IPSWICH — COVID-19 is contributing to an increased demand for water in the 13 communities whose drinking water comes from the Ipswich River watershed.
That's because so many residents of those communities are now home all day instead of at the office or in school, said Wayne Castonguay, executive director of the Ipswich River Watershed Association. There has been approximately a 20% increase in demand since the start of the pandemic.
And it comes after a winter with little of the snowfall that typically replenishes the groundwater supply with slowly melting snow, and a relatively dry spring. Forecasts call for a long dry stretch ahead as well.
"Everyone is very worried," Castonguay said Wednesday.
On June 25, the day the state declared a significant drought, the flows in the Ipswich River were below the level measured on the same day in 2016, a year that brought a drought that dried out streams and killed fish.
Five of the communities served by wells within the watershed have implemented restrictions - Danvers, Middleton, Hamilton, Wenham and Lynnfield. The restrictions bar unnecessary water use, such as lawn sprinklers, washing cars and filling pools.

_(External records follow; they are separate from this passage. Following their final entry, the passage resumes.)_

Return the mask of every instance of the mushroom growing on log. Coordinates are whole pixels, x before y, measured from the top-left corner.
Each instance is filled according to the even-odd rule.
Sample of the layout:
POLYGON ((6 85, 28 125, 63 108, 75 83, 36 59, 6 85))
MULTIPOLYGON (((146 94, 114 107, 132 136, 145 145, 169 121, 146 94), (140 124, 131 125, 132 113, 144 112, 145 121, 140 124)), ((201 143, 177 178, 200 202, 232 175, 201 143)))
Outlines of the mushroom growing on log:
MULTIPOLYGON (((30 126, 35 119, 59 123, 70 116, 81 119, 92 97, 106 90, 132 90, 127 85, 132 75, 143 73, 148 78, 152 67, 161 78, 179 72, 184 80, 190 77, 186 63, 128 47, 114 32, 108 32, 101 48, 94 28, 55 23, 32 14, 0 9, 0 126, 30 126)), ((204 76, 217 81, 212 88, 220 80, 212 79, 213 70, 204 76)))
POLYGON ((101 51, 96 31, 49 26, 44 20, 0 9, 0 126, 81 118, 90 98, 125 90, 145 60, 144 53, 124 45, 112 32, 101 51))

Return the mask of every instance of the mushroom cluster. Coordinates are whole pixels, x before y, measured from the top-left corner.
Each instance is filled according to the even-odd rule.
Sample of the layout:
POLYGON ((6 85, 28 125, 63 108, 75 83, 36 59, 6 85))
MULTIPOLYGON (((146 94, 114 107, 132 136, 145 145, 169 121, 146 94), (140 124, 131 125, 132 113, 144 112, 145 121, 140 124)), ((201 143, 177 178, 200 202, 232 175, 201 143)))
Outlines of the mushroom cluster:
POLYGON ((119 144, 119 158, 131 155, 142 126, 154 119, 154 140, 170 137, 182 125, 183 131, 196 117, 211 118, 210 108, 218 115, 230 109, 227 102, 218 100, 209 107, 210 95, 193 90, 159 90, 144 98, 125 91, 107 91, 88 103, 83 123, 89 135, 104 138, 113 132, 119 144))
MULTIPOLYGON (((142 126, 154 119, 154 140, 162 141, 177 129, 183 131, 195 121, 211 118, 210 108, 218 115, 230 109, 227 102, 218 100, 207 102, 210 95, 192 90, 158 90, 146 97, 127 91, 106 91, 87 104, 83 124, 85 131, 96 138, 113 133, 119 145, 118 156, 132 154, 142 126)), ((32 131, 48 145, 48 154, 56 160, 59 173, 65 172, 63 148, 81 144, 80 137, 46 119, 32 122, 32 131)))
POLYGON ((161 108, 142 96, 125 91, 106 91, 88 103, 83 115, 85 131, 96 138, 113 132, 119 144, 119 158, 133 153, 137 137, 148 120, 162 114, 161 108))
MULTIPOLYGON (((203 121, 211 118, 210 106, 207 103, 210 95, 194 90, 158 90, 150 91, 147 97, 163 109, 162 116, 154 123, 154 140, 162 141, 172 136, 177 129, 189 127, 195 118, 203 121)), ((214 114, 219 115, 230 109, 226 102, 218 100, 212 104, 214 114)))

Castonguay said he isn't certain that will be enough.
In addition to asking that other communities on the North Shore consider water use restrictions, Castonguay was meeting on Wednesday with Senate Minority Leader Bruce Tarr, R-Gloucester, to discuss the organization's "Net Zero" water use policy.
The proposal calls for enhancing water conservation practices, such as ultra-efficient fixtures and limits on non-essential water use. Developers could offset increased demands for water by paying into a "water bank" that would be used to update systems, repair leaks and setting rules about the use of private wells.
The proposal also calls for development that allows for water to remain in the watershed.
A number of other communities on the North Shore, Cape Ann and lower Merrimack Valley have implemented some restrictions, including Ipswich, Topsfield, Rowley, Salisbury, Merrimac and West Newbury.
In Beverly and Salem, which obtains water from the Salem-Beverly Water Supply Board, officials aren't expecting shortages at this point since it relies on reservoirs, including Wenham Lake, for its supply, said Superintendent Peter Smyrnios.
"Our reservoirs are well supplied to handle the droughts," said Smyrnios. "We're in good shape."